India had an opportunity to implement a tax code that would limit market distortions, be transparent, and keep compliance costs low. But that opportunity may now be lost.
On Wednesday, West Bengal finance minister Asim Dasgupta announced that a proposed goods and services tax (GST) for India—a kind of uniform value-added tax—will have three state-level GST rates for goods: a lower rate for mass consumption goods, a normal rate, and a nominal tax on precious metals.
Illustration: Jayachandran / Mint
A uniform, single-rate GST was the opportunity for Indian companies to move beyond the complexities of disparate tax regimes; and the economy would have been unified under a single Indian market, with limited distortions.
The major issue is that different tiers of tax rates create a host of market distortions. This problem stems from the complexities associated with classifying goods. What will be classified as a mass consumption good, and what will be taxed at a normal rate?

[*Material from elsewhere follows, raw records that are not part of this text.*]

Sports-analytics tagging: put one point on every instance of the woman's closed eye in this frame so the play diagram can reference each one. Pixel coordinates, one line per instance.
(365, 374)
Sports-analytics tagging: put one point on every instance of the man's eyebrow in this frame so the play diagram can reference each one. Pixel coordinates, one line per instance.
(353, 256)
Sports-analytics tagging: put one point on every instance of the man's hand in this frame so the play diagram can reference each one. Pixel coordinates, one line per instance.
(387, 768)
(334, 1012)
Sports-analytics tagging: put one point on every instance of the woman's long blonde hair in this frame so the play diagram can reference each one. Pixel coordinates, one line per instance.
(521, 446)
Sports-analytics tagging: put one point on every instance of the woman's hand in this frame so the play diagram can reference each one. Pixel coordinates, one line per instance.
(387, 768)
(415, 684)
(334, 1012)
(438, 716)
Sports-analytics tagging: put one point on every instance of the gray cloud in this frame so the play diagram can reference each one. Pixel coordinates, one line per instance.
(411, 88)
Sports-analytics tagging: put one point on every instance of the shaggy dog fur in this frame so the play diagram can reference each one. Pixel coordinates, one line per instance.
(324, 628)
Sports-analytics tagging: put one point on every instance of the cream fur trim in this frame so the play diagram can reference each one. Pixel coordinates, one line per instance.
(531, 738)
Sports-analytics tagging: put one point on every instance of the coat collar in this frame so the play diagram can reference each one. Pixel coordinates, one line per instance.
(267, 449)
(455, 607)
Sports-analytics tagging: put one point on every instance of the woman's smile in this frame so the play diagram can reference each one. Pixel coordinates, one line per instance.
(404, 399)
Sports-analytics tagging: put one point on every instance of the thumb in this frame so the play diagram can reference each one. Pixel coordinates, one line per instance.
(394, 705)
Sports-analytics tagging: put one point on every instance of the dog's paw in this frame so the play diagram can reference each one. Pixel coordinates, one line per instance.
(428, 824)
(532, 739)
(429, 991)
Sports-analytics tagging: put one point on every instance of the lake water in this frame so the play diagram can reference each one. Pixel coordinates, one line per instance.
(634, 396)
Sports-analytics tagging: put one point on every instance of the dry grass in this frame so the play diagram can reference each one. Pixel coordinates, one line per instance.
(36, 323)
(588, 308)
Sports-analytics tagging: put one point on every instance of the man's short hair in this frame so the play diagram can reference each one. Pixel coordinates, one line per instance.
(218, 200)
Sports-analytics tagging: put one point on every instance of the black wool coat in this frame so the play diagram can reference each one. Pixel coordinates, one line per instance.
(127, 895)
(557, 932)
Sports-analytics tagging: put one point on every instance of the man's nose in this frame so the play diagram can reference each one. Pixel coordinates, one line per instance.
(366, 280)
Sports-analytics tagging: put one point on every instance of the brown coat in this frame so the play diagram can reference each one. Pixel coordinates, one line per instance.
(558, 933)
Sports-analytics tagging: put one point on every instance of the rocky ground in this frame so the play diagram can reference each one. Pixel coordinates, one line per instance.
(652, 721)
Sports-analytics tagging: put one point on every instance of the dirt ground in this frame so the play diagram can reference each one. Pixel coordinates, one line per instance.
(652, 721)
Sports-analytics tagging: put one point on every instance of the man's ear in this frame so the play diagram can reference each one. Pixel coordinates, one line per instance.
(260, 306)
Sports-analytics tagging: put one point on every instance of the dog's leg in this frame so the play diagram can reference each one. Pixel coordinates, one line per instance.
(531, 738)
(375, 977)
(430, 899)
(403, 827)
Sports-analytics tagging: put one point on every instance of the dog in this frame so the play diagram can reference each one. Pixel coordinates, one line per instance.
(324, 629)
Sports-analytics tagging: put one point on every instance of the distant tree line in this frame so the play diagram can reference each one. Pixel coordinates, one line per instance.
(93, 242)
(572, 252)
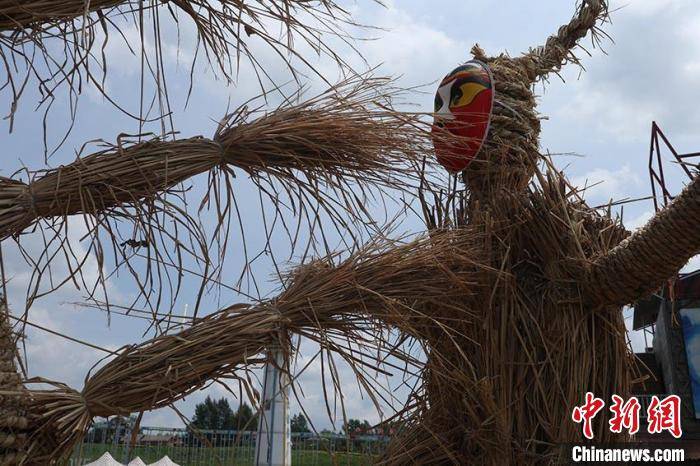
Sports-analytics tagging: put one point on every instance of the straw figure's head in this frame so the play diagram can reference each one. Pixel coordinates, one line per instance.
(497, 143)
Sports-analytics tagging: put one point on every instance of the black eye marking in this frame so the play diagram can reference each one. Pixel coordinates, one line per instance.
(438, 102)
(455, 94)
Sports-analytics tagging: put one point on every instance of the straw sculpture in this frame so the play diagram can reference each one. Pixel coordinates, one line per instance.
(514, 293)
(379, 285)
(14, 423)
(323, 157)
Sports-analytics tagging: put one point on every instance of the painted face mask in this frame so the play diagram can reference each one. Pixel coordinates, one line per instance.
(463, 105)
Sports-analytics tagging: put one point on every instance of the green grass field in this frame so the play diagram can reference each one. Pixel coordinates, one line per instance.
(225, 456)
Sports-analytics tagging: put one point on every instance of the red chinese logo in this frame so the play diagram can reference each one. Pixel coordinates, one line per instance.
(625, 415)
(662, 415)
(587, 412)
(665, 415)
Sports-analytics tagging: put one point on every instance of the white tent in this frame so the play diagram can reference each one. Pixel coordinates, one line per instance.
(105, 460)
(164, 461)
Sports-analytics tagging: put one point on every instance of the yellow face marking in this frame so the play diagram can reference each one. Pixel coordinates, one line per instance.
(467, 94)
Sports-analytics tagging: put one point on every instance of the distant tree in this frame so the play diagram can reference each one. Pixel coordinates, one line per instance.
(299, 423)
(212, 415)
(244, 418)
(355, 426)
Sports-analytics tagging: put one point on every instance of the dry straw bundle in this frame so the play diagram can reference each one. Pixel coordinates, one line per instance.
(517, 308)
(382, 285)
(322, 157)
(14, 422)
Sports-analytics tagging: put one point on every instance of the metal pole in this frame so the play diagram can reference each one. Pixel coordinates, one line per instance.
(273, 442)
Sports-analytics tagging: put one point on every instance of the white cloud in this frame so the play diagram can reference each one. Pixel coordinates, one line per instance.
(603, 185)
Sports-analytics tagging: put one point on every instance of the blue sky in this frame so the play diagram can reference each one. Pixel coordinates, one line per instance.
(650, 72)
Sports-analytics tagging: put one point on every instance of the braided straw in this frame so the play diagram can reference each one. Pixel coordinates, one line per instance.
(337, 138)
(559, 48)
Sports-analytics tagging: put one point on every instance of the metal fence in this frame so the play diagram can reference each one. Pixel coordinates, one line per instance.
(221, 447)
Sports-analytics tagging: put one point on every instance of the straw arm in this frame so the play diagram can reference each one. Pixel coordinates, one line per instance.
(335, 140)
(558, 50)
(640, 264)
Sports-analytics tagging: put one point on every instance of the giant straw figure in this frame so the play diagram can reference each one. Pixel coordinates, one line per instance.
(516, 294)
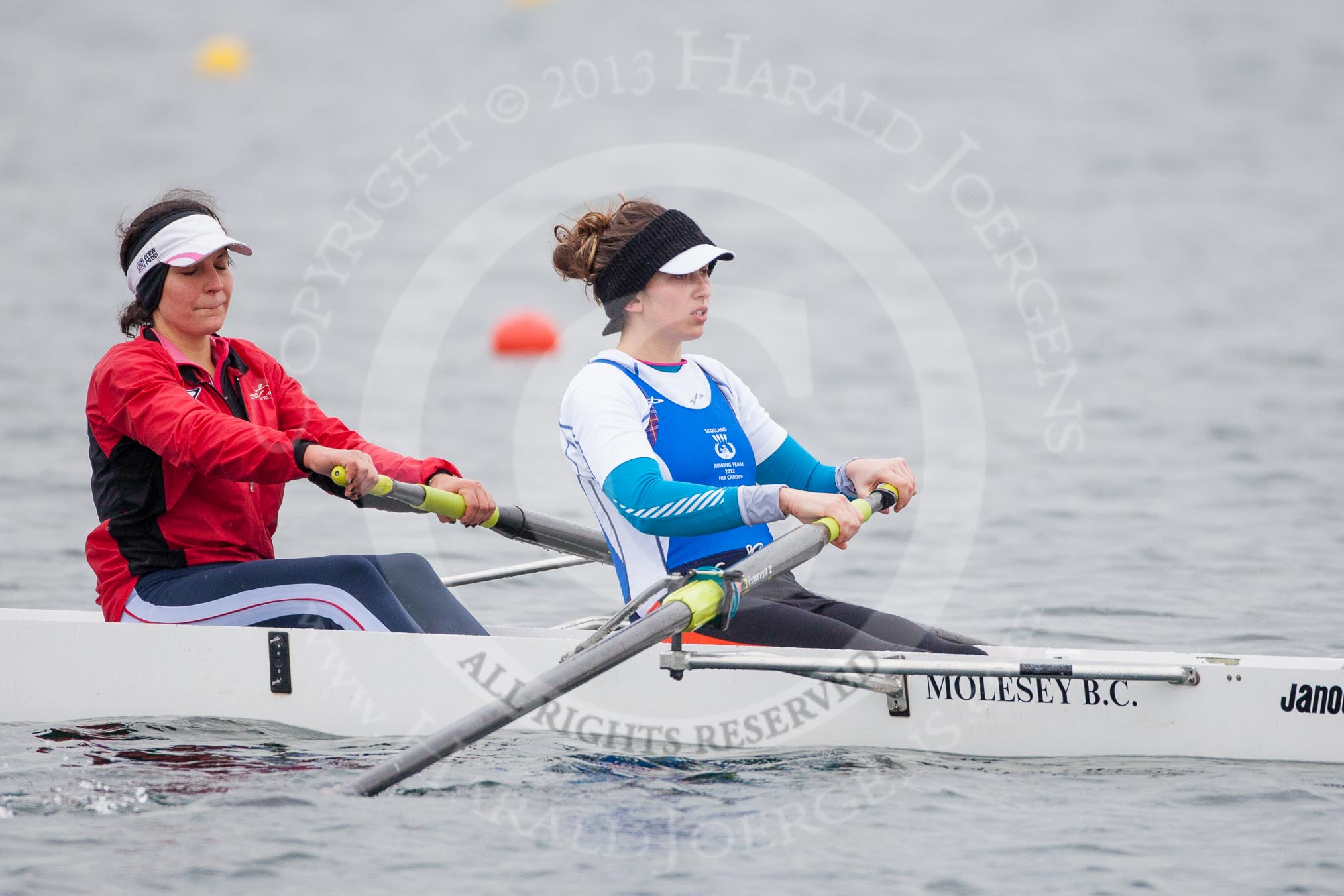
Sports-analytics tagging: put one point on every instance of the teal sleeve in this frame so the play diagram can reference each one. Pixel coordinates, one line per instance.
(655, 506)
(793, 467)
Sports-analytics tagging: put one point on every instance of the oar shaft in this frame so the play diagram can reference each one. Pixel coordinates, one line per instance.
(685, 610)
(642, 636)
(510, 571)
(510, 522)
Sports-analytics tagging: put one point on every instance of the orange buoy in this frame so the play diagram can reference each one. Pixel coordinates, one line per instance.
(524, 333)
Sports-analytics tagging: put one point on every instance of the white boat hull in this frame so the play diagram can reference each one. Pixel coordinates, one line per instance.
(65, 667)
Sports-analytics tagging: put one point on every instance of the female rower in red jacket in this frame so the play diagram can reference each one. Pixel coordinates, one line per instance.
(193, 437)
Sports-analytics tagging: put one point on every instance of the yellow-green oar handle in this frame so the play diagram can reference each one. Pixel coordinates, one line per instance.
(704, 596)
(865, 510)
(421, 497)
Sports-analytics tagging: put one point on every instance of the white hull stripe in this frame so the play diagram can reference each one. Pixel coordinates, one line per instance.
(258, 605)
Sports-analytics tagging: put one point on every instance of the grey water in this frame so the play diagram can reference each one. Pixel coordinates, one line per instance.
(1080, 264)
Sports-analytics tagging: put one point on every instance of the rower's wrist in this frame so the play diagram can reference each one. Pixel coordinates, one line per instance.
(759, 504)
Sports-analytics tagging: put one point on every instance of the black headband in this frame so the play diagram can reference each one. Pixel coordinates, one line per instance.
(640, 258)
(151, 289)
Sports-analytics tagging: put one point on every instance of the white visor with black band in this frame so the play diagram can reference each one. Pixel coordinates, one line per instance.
(695, 258)
(182, 243)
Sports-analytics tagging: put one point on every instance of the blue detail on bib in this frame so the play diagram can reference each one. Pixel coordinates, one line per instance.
(703, 446)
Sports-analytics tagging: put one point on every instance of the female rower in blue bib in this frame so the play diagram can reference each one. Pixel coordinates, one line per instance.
(682, 464)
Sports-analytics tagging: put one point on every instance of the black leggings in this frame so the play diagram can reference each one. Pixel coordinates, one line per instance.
(781, 613)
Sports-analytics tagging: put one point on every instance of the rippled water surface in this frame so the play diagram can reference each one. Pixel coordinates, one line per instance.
(1149, 465)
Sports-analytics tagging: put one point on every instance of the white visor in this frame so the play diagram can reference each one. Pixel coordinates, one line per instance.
(182, 243)
(695, 258)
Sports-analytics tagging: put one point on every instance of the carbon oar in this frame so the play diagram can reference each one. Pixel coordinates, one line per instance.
(511, 522)
(685, 610)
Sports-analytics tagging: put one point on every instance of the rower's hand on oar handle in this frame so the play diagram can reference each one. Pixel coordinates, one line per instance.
(361, 476)
(478, 504)
(869, 473)
(809, 507)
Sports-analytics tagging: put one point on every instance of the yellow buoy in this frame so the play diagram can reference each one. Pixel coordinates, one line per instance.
(222, 57)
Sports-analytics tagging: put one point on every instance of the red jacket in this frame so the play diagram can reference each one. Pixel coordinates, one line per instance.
(187, 473)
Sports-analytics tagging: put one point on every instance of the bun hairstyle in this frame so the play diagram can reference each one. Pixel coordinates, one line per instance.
(587, 247)
(175, 202)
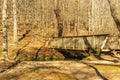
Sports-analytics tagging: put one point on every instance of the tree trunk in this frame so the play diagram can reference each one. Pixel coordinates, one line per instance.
(76, 17)
(4, 35)
(57, 20)
(15, 21)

If similar, and competing goods are set at different rates, that will create market inefficiencies. Consumers may be inclined to substitute to the product that is cheaper—after taxes.
And these distortions from classification will exist in other realms as well. Composite goods—or a bundle of different goods—will be difficult to parse across different tax rates. For example, how will a mobile phone with a camera be taxed? As a camera, a phone, or as a different category altogether?
The point of a GST was to give Indian firms respite from the distortions and complexities of India’s tax regime—and the complicated webs of tax codes, which are vastly disparate across states and regions. Not only could GST have simplified compliance costs, but it would have also limited the market distortions caused by taxes.
Different states had different stakes in GST because of their levels of consumption, and because of the perceived fear that essential goods would become costlier under a GST regime. What is most troubling about the GST plan is that states will be given free rein to exempt goods—that they perceive of local importance—from GST, some of which are major tax revenue generators.
It remains to be seen what GST for services will look like. But hopefully, GST reforms can be reconsidered in the near future so that the imperative of a unified market in India can actually be realized.